Why Taking a Fight to the Ground Could Be the Worst Decision You Make
- Apr 10
- 3 min read
Updated: 7 days ago

You've probably heard it said that all fights end up on the ground. It's one of the most repeated claims in martial arts — and it's led a lot of people to believe that ground fighting is the most important skill they can develop for real-world self-defense. But here's what that narrative leaves out: in a real street situation, going to the ground isn't just risky. It can get you killed.
We believe in training throws, takedowns, and wrestling — our American Jujitsu program is built around controlling a fight before it ever hits the ground. But we also believe that deliberately following someone to the ground — or allowing a fight to stall there — is one of the most dangerous choices you can make outside of a gym setting. Here's why.

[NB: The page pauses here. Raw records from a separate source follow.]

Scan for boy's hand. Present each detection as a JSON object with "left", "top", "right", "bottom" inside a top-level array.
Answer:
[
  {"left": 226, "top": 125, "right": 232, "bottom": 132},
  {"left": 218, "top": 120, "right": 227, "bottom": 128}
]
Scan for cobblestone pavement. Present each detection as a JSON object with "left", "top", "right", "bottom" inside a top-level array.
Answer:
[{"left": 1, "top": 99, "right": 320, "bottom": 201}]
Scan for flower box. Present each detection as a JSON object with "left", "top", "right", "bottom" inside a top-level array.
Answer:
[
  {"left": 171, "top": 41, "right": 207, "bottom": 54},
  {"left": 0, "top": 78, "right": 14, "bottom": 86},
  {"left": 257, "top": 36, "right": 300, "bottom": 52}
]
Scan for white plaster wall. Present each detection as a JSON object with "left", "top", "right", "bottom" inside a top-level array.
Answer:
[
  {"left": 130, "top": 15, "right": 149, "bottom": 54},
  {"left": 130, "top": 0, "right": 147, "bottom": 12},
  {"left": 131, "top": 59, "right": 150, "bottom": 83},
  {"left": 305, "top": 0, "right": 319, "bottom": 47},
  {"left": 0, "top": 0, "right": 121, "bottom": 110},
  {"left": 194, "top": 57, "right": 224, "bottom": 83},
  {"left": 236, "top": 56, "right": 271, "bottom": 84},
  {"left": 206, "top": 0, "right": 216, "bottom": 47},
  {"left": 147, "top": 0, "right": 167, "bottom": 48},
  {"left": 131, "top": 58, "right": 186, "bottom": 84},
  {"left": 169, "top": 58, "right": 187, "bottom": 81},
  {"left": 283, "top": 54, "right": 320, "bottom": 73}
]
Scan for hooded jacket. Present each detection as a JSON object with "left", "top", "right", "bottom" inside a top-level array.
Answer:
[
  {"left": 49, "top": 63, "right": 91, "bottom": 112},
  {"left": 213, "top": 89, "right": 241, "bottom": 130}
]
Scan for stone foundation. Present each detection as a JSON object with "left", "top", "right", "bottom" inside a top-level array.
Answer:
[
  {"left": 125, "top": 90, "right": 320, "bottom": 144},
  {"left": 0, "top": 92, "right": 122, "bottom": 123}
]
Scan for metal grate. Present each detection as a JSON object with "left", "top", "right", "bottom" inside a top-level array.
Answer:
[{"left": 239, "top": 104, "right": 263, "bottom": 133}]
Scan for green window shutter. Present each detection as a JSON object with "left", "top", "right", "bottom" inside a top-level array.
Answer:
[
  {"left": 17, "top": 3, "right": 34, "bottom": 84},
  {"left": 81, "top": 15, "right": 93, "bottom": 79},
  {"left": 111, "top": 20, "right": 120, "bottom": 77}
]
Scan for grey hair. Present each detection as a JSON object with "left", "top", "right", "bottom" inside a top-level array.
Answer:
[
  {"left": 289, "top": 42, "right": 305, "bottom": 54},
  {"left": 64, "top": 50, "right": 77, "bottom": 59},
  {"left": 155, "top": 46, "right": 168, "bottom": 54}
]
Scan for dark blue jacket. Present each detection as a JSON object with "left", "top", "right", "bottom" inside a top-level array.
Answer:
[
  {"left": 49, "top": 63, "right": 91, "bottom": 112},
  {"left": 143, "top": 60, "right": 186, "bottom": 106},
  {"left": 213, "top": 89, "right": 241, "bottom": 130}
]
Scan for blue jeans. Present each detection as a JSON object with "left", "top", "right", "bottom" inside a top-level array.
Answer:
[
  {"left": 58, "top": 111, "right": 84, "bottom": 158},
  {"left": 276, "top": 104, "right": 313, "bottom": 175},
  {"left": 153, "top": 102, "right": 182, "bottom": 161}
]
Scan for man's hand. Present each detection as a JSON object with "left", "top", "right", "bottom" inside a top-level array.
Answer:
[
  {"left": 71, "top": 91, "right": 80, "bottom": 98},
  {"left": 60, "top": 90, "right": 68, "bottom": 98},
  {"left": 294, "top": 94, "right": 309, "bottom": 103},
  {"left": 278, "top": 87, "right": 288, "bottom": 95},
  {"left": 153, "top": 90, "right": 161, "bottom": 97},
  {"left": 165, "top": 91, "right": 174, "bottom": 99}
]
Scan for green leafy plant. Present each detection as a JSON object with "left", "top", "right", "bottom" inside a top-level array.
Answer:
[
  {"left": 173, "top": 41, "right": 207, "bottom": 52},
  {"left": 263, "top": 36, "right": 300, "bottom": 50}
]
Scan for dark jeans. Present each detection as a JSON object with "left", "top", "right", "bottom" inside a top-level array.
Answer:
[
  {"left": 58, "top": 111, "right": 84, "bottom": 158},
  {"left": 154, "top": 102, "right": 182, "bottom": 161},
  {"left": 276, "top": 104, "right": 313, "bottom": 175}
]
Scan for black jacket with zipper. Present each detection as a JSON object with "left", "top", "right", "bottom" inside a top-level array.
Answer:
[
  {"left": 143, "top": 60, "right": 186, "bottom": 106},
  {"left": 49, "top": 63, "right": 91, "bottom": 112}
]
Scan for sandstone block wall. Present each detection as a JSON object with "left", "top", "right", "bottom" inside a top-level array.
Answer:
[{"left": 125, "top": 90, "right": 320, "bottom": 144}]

The ground is somebody else's territory too
The moment you go to the ground, you've planted yourself. You've given up your mobility. And in doing so, you've handed a massive advantage to anyone else in the vicinity.
Real violence rarely comes with a referee, a single opponent, and a clean mat. It happens in parking lots, bars, and alleyways — places where the person you're fighting may have friends nearby. The instant you're tangled up on the ground, focused on position or control, you have almost zero awareness of what's happening around you. A kick to the head from a third party is a scenario that ends careers — and lives.
"On the ground, you're committed. You can't see behind you, you can't run, and you can't respond to a threat you didn't know was there."
The ground is literally dangerous
Concrete, asphalt, curbs, and gravel are not gym mats. Landing on a hard surface — whether you're the one going down or putting someone else there — carries a completely different risk profile than anything you'll experience in training. Head trauma from impact with the ground is a real and immediate danger, and once you're down there, every scramble and every reversal involves that same unforgiving surface grinding against you.
This is one reason our Jujitsu program emphasizes throws and takedowns over pulling guard or shooting for legs — executing a controlled throw gives you the option to stay on your feet while your opponent goes down. That's a very different outcome than both fighters ending up on the pavement together.
Time is not on your side
Ground fights take time. Even establishing a dominant position takes seconds — and finishing from there takes longer. In a sport context, that's fine. On the street, every second you spend on the ground is a second you're not scanning for additional threats, not protecting your head from stomps, and not getting to safety. The goal of real self-defense is to neutralize the threat and escape — not to win on points.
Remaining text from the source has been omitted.